Schema Filtering and Multi-Schema Databases
PostgreSQL databases often contain multiple schemas: public, application-level schemas, and potentially schemas owned by extensions (like postgis or timescaledb). The pg_catalog and information_schema schemas are always present and rarely what you want when listing "your" tables.
A practical filter for excluding system schemas:
WHERE schemaname NOT IN ('pg_catalog', 'information_schema', 'pg_toast')
If you're running PostGIS, you may also want to exclude the topology schema. Extensions can create their own schemas, so the right exclusion list depends on what's installed.
To scope a query to a specific schema, filter on table_schema (in information_schema) or schemaname (in pg_catalog). Both columns hold the schema name as text. There's no functional difference between the two for this purpose - it's purely which view you're querying.
Practical Use Cases: Schema Discovery in Automation
Schema discovery is a common requirement in migration tools, ORMs, data catalog systems, and health check scripts. The right query depends on what you actually need.
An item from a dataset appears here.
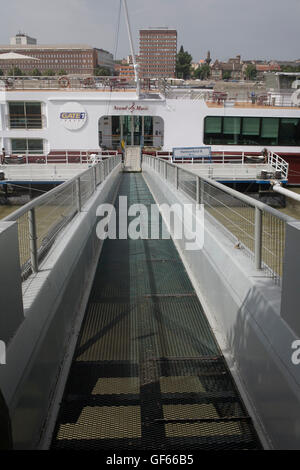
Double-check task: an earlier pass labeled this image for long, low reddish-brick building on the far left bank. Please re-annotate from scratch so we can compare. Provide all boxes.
[0,35,114,75]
For a portable existence check - say, verifying a table exists before running a migration - information_schema.tables is fine:
SELECT COUNT(*)
FROM information_schema.tables
WHERE table_schema = 'public'
AND table_name = 'users';
For a full schema audit that includes ownership, triggers, and RLS status, use pg_catalog.pg_tables joined with pg_catalog.pg_class if you need the OID:
SELECT t.schemaname, t.tablename, t.tableowner,
t.hasindexes, t.hastriggers, t.rowsecurity,
c.oid
FROM pg_catalog.pg_tables t
JOIN pg_catalog.pg_class c
ON c.relname = t.tablename
JOIN pg_catalog.pg_namespace n
ON n.oid = c.relnamespace
AND n.nspname = t.schemaname
WHERE t.schemaname NOT IN ('pg_catalog', 'information_schema');
For tools that need to enumerate all queryable objects - tables, views, materialized views, partitioned tables, and foreign tables together - there's no single view that covers all of them. You'll need to UNION results from pg_tables, pg_views, and pg_matviews, or work directly from pg_class filtering on relkind ('r' for tables, 'v' for views, 'm' for materialized views, 'p' for partitioned tables (PostgreSQL 10+), 'f' for foreign tables).
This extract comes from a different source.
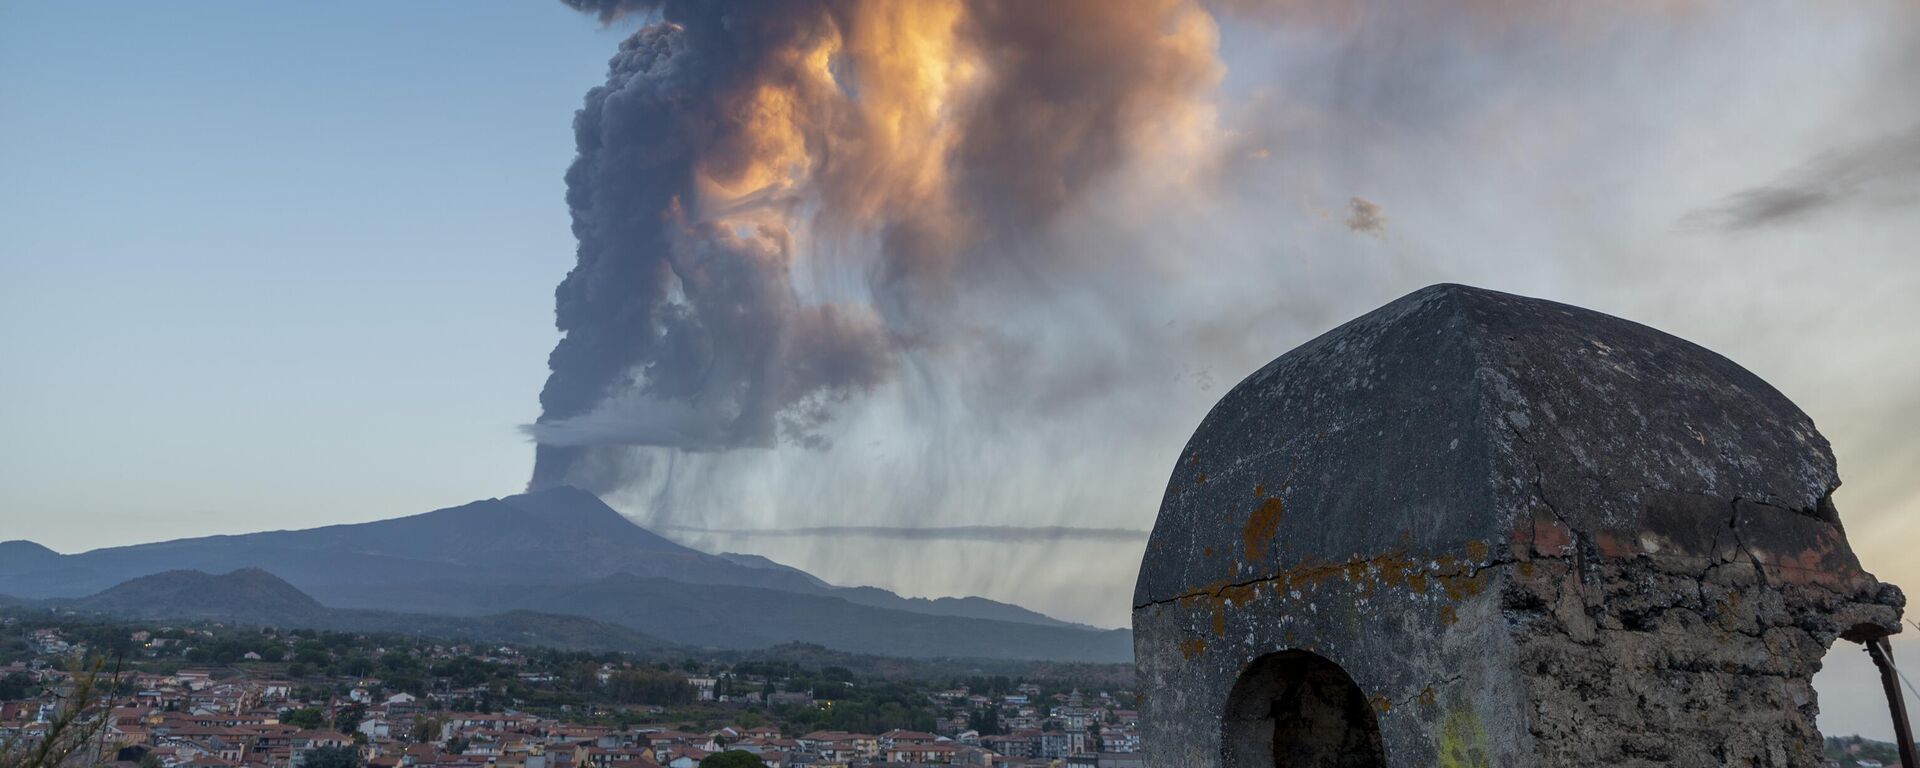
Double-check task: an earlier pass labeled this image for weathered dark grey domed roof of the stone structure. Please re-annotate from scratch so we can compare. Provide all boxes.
[1135,284,1870,607]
SELECT nspname AS schema, relname AS name,
CASE relkind
WHEN 'r' THEN 'table'
WHEN 'v' THEN 'view'
WHEN 'm' THEN 'materialized view'
WHEN 'p' THEN 'partitioned table'
WHEN 'f' THEN 'foreign table'
END AS type
FROM pg_catalog.pg_class c
JOIN pg_catalog.pg_namespace n ON n.oid = c.relnamespace
WHERE relkind IN ('r', 'v', 'm', 'p', 'f')
AND nspname NOT IN ('pg_catalog', 'information_schema');
This pattern avoids the privilege filtering of information_schema and avoids running three separate queries. It's the foundation most database introspection tools build on when targeting PostgreSQL specifically.
The short summary: use \dt interactively, information_schema when portability across database engines matters, and pg_catalog when you need complete, PostgreSQL-native metadata - especially for materialized views, RLS flags, OIDs, or any attribute the SQL standard doesn't define.